November 4, 2006
Day 21: Bog butter on toast; get thee to a nunnery
Today we planned to get an early start out of Dublin, hauling our four duffels, four backpacks, two bags of food, three satchels of dirty laundry, and four tired carcasses into the Opel Astra and head back to Ennis. And we would have if the car had started. It was dead in the underground garage six blocks away, where it had been sitting since we first arrived in Dublin a week previous. Apparently someone in our party left an interior light on; we're still awaiting forensics from the CSI team to determine who.
Xtina waited for the Irish Auto Association to show up while I stayed at the apartment wrangling the bags and the kids. After a while a guy showed up on a scooter with a portable car battery and jumped the Opel. The cost? Absolutely free.
(Xtina has come up with a nickname for me based on my extreme reluctance to drive: Dan The Car Coward. Xtina is, of course, Her Majesty, Queen Shopsalot.)

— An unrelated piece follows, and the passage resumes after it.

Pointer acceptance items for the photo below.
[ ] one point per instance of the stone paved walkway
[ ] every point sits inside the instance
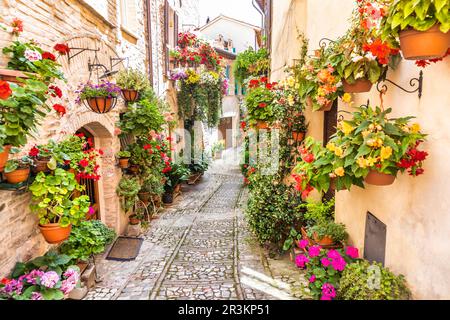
(200, 248)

Around noon we hit the south road, N7, toward Limerick. En route we stopped in Roscrea, a charming little town entirely surrounding a Norman castle built in 1280. The Roscrea castle looks a lot like the one at Bunratty: A great room on the first floor with a fireplace big enough to cook a buffalo; kitchen, dining, and sleeping quarters are on the upper three floors and narrow winding stone staircases climb to towers in each corner.
Near the entrance is a dungeon known as an 'oublietter' (from the French for 'to forget'), a 2' by 2' hole in the floor with a grate over it, leading to a square basement maybe 20 feet deep. You got in (or out, if you were lucky) by a rope ladder. The castle guide said the Normans would put someone in there and forget about them. The castle also featured a machiolation over each entrance and a 'murder hole' in front of the portcullis through which boiling oil would be poured over unwelcome visitors (a feature that would come in quite handy today when Republican fundraisers come knocking).
In the 18th century a British family named Damer bought the castle and built a large Queen Anne style residence on its grounds. Their descendants still live there. But the bottom two floors are a museum dedicated to the relics found nearby, including a 35kg (80 pound) hunk of petrified butter dating from 988 AD. The bog butter explains a lot about the current Irish diet (strangely, ancient jars of mayonnaise were not also found nearby).
[Note: a writer for the Sunday Tribune, Helen Lucy Burke, tasted the bog butter in 1987, which at time of its discovery was thought to be cheese. She described it thusly:
Close up, the boulder smelled cheesy, ripe, even athlete's footy. An inviting piece had crumbled off and lay at the base. I palmed the fragment, and at a suitable moment popped it in my mouth, rolling it on my tastebuds. The flavour was definitely cheesy, and though unpleasing, not revolting either. The texture was oddly granular. It came closest to a Wensleydale cheese which had dried out: Wensleydales are only tolerably fresh.]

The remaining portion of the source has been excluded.